The NRP developed rigorous scientific standards for evaluating the research on the effectiveness of different reading instruction methods. The panel based its conclusions on clinical trials in which reading methods were compared - the same method used to evaluate drugs and medical treatments. Public input was allowed at all its meetings.

Some experts say the data from the panel's report clearly demonstrate why educators don't already know how to teach reading. "Small wonder that reading education is in such a serious mess when most of the education school crowd involved with developing and furthering the art and science of teaching know so little about how to do good research," says Richard Innes, an education researcher and expert on Kentucky's education reform initiatives. He adds: "The NRP seems to have done a highly credible job of sifting wheat from chaff in the face of an avalanche of worthless 'research' on how kids are best taught to read. The panel's work appears well done and of great value."

Though many experts are lauding the study, it has already come under attack from the teachers colleges. According to USA Today (5-17-00): "Wed to the child-centered education theories of the 1980s, these deans and professors believe teaching is more art than science, and they view phonics as something to be taught only superficially, if at all." The article notes that "these professors continue to support 'whole language' instruction, in which children are expected to pick up literacy skills naturally through reading."

Brenda Overturf, a reading specialist in Jefferson County, Kentucky, told the Louisville Courier Journal that, while the NRP's report is important, it comes up short because it doesn't reflect the impact of sociological issues, such as whether a child's parents are literate and read to the child and whether there are books available at home. "We have studies that show that the number of books a child has access to has a direct correlation to reading achievement."
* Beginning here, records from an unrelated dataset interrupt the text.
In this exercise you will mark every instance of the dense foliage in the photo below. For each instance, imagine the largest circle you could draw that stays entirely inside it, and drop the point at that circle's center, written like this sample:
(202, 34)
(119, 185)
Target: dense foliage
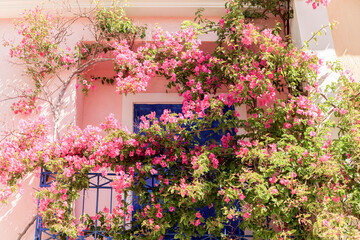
(279, 161)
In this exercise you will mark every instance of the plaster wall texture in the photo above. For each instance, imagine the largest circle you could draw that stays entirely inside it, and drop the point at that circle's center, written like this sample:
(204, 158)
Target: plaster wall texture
(347, 33)
(81, 110)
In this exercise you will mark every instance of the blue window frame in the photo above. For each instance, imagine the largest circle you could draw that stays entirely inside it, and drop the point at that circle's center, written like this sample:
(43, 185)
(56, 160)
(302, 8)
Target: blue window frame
(101, 185)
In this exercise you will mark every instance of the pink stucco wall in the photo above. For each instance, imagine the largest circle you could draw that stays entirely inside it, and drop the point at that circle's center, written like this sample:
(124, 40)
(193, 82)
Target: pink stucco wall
(78, 109)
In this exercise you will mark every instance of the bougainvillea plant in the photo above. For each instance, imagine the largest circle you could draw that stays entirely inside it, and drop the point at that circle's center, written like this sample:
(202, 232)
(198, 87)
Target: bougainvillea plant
(280, 163)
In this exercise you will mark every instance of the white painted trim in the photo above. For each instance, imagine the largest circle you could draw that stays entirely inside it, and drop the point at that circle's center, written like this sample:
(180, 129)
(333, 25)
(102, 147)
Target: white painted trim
(148, 98)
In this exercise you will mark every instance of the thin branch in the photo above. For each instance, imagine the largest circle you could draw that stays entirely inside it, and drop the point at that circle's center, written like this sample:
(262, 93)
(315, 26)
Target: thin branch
(27, 228)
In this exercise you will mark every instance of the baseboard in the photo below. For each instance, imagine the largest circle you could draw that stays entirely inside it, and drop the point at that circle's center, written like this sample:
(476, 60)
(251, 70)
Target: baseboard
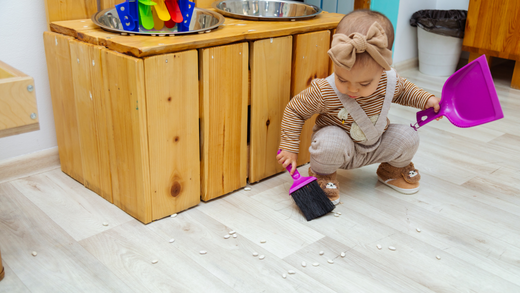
(406, 64)
(30, 164)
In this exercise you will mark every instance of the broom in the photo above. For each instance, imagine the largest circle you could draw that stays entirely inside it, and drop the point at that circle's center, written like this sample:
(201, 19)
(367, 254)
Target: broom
(308, 196)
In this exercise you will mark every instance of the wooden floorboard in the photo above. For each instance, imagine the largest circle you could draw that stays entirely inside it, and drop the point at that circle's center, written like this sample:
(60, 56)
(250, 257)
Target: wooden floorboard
(468, 211)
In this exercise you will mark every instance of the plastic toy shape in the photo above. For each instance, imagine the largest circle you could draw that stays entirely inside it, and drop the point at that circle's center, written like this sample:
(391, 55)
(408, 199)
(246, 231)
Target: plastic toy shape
(129, 15)
(187, 8)
(158, 23)
(162, 10)
(469, 98)
(175, 11)
(145, 14)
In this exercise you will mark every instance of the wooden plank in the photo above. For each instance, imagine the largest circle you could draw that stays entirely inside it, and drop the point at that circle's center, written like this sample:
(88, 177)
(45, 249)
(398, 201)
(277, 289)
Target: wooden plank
(173, 131)
(130, 258)
(234, 30)
(29, 164)
(91, 113)
(270, 93)
(63, 104)
(61, 264)
(223, 113)
(17, 103)
(123, 78)
(310, 61)
(77, 211)
(240, 270)
(12, 283)
(58, 10)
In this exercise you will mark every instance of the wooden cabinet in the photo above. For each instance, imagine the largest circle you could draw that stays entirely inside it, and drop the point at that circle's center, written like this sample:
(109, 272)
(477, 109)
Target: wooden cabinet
(223, 118)
(155, 124)
(18, 111)
(493, 28)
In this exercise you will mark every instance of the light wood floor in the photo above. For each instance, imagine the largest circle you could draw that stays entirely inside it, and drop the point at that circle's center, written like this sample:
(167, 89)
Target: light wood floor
(468, 211)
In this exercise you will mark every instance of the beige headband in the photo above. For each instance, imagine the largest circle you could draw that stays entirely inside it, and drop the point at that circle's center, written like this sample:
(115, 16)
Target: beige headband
(344, 48)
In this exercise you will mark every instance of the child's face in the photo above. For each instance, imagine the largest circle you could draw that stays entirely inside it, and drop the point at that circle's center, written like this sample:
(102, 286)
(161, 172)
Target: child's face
(360, 81)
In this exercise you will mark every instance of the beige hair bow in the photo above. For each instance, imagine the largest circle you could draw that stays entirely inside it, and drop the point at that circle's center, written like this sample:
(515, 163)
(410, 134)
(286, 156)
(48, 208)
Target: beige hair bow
(344, 48)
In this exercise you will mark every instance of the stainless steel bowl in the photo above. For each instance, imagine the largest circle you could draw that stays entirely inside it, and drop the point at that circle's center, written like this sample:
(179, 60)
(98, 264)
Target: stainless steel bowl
(266, 9)
(202, 21)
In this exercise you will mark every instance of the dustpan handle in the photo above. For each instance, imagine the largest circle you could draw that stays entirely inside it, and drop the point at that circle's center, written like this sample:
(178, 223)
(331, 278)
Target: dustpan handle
(425, 116)
(296, 174)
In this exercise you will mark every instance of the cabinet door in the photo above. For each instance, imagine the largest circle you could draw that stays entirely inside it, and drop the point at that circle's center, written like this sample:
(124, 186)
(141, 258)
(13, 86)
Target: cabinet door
(270, 93)
(57, 52)
(87, 76)
(123, 81)
(172, 96)
(223, 119)
(310, 61)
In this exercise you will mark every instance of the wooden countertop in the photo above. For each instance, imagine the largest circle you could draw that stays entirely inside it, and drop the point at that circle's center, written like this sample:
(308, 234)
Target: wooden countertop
(233, 30)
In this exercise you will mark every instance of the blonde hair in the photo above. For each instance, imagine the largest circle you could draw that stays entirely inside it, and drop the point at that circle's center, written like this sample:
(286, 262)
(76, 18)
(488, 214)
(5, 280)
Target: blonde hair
(359, 21)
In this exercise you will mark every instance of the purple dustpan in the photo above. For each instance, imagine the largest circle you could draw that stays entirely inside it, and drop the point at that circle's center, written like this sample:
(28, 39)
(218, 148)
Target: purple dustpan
(469, 98)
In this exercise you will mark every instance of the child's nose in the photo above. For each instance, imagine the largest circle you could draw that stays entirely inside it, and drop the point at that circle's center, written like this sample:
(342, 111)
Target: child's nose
(352, 89)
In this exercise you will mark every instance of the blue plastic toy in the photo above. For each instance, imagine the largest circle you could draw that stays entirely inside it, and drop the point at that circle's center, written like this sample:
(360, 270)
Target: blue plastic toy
(187, 8)
(129, 15)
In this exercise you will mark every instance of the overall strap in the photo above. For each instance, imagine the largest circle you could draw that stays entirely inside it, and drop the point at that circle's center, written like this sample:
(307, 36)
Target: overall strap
(372, 132)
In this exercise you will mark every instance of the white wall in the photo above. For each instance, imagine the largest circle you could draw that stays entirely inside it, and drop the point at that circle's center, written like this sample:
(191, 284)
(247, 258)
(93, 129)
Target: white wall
(22, 24)
(405, 47)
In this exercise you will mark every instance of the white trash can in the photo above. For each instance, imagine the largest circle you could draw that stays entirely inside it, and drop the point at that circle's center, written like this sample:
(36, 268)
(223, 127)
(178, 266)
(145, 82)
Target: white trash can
(438, 55)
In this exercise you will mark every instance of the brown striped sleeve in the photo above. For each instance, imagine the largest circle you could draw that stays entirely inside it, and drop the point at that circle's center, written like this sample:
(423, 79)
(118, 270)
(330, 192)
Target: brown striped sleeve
(299, 109)
(408, 94)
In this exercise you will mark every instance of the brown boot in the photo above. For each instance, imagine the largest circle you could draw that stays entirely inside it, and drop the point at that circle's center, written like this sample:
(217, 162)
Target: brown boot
(404, 180)
(329, 184)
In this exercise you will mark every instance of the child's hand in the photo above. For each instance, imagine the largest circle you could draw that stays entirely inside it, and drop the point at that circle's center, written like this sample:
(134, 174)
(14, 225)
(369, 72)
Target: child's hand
(287, 158)
(433, 102)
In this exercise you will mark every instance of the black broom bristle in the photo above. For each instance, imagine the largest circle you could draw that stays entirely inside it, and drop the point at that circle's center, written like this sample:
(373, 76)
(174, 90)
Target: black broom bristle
(312, 201)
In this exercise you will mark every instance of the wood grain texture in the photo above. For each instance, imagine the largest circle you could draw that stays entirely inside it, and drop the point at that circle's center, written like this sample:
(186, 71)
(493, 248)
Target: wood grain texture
(310, 61)
(11, 283)
(467, 210)
(231, 259)
(131, 259)
(493, 25)
(89, 92)
(34, 163)
(61, 264)
(493, 28)
(173, 131)
(58, 10)
(234, 30)
(270, 92)
(223, 114)
(124, 84)
(17, 103)
(57, 53)
(79, 212)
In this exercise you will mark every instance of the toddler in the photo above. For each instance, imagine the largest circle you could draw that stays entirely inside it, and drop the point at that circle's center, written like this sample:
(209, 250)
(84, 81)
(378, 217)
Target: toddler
(352, 129)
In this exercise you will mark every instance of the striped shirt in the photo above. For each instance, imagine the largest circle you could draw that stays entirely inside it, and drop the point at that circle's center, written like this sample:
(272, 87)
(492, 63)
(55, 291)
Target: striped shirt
(321, 99)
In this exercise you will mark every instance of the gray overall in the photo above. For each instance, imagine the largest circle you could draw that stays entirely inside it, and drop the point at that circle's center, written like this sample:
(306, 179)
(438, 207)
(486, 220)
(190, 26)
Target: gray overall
(332, 148)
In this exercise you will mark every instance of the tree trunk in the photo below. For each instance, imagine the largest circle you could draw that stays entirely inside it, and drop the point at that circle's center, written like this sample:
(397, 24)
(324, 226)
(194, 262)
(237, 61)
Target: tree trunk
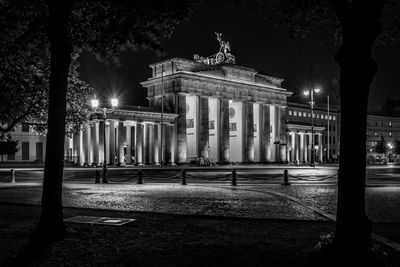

Overturf sent a copy of the NRP's report to all elementary school principals in her district, noting that it also "failed to address the benefits of teaching reading and writing as interrelated tasks; the impact of teaching reading through signs, directions, newspapers and other texts that people read every day; and the role of discussion and group work."

"When children interact together, it brings out ideas that they haven't thought of before," Overturf said.

Phonics proponents counter that the availability of books and the fostering of student interaction do little good if children can't decode and comprehend written words.

Apparently, the NICHD anticipated the mixed reaction to the NRP report. In a press release dated April 13, NICHD vowed to "undertake an aggressive effort to distribute the report and its findings to policymakers, educators and parents." School Reform News (June 2000) quoted NICHD Director Dr. Duane Alexander as including "administrators" and "schools of education" in the target group.